El waterpolo es uno de los deportes más exigentes físicamente: combina natación intensa, saltos verticales repetidos, lanzamientos de potencia y contacto físico sostenido durante cuatro periodos. Un jugador sin una base sólida de fuerza específica se agota antes de llegar al tercer periodo y pierde efectividad técnica precisamente cuando el partido se decide. Trabajar la fuerza de forma planificada, tanto en seco como en agua, es una de las inversiones más rentables para cualquier waterpolista.
Trabajo de core: el motor oculto
El core, es decir, la musculatura del tronco profunda que estabiliza la columna y la pelvis, es el punto de transferencia de toda la energía en waterpolo. El lanzamiento, el giro de pivot, el salto desde el agua y el sprint de nado dependen de un core fuerte y estable. Sin él, la energía generada en las piernas o en el tren superior se disipa en lugar de aprovecharse.
Los ejercicios más específicos para waterpolo son el plank lateral con rotación (simula la torsión del lanzamiento), el dead bug (estabilización del tronco con movimiento de extremidades) y las rotaciones con balón medicinal desde posición sentada. En pretemporada, el Real Canoe y el CN Barcelona trabajan el core con entre quince y veinte minutos diarios, antes del trabajo específico de fuerza.
Explosividad de brazos: el lanzamiento sale de aquí
La potencia del lanzamiento en waterpolo viene del hombro, el tríceps y la rotación del antebrazo. Los ejercicios más transferibles al gesto de lanzamiento son el press en paleta con mancuernas (codo alto, similar al gesto de lanzamiento), los lanzamientos con balón medicinal contra pared desde posición sentada en agua o en suelo, y las extensiones de tríceps con banda elástica a velocidad máxima.
El principio de entrenamiento es siempre el mismo: pocas repeticiones (cuatro a seis), máxima velocidad de ejecución, recuperación completa entre series. La fuerza explosiva no se gana haciendo veinte repeticiones lentas; se gana intentando mover el peso lo más rápido posible.
Potencia de piernas: el eggbeater no se improvisa
Las piernas en waterpolo trabajan de forma continua durante todo el partido. La acción del eggbeater (patada de braza en rotación) requiere potencia, coordinación y resistencia local. El trabajo en seco más específico son las sentadillas en salto (jump squats), el step explosivo sobre banco y las extensiones de cadera con resistencia elástica.
Un ejercicio especialmente valorado en la preparación física de waterpolo es el squat jump con rotación: al saltar, el cuerpo rota sobre el eje vertical, reproduciendo el movimiento de giro que ocurre en el eggbeater durante el lanzamiento.
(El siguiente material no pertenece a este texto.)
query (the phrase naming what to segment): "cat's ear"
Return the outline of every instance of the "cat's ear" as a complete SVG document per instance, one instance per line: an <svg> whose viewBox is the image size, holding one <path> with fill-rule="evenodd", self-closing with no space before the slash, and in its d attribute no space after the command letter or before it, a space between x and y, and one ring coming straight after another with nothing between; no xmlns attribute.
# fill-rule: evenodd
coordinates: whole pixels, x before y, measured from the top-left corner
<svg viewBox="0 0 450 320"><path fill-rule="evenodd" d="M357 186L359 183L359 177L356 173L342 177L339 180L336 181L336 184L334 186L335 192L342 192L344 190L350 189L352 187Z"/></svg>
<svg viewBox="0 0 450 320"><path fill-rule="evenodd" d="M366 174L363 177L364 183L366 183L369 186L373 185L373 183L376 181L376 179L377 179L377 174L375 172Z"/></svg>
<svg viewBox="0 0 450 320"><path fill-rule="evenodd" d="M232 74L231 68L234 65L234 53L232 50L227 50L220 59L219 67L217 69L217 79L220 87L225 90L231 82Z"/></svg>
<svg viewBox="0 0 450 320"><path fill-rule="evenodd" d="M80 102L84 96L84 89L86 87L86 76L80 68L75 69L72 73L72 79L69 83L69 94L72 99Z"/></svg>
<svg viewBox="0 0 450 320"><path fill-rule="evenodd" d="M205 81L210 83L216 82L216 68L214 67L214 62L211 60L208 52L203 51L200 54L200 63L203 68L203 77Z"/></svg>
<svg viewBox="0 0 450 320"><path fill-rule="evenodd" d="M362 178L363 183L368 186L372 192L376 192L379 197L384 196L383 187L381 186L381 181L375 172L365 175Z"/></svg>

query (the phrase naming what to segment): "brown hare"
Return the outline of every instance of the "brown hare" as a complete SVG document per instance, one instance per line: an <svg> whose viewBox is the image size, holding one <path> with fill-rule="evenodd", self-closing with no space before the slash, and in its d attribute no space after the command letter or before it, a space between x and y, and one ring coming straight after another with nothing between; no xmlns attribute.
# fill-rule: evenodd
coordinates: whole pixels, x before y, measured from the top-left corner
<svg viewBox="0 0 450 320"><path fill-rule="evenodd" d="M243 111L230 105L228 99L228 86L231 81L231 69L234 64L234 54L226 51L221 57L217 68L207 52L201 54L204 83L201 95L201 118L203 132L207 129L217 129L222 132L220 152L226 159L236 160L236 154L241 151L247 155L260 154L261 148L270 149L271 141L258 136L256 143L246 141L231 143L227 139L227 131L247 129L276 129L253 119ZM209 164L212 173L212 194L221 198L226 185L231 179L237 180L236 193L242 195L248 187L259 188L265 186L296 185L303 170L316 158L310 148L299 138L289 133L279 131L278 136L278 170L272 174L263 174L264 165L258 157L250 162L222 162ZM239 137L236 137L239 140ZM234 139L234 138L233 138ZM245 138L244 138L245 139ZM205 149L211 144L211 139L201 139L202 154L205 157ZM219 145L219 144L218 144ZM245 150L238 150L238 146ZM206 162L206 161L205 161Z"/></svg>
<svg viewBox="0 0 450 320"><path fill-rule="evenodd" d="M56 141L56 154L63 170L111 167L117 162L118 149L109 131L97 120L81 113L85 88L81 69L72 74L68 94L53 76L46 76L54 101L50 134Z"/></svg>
Tres series de seis repeticiones dos veces por semana son suficientes para notar mejora en la altura de salto en pocas semanas.
Entrenamiento en agua con lastres y resistencias
El trabajo de fuerza en el agua es más específico que el de gimnasio, aunque más difícil de cuantificar. Los ejercicios más usados son el pataleo vertical con lastres en las muñecas, el sprint de eggbeater con chaleco de resistencia y las salidas verticales explosivas desde posición estática (eggbeater parado seguido de salto máximo).
Los paracaídas de natación o los remolques con banda elástica para el sprint de nado añaden resistencia al desplazamiento y desarrollan la potencia específica de brazada sin perder la mecánica de nado.
Planificación de la pretemporada
Una pretemporada de waterpolo bien planificada tiene tres fases. Las primeras cuatro semanas son de base: volumen alto, intensidad moderada, construcción de la fuerza general en seco y rodaje en agua. Las semanas cinco a ocho son de desarrollo: el volumen baja y la intensidad sube, con más trabajo explosivo y velocidad. Las semanas nueve y diez son de puesta a punto: reducción del volumen total, mantenimiento de la intensidad y trabajo técnico específico.
Planificar la fuerza de esta forma evita llegar a la primera semana de competición en estado de acumulación de fatiga, que es el error más habitual en los equipos que hacen pretemporadas largas e intensas sin periodización adecuada.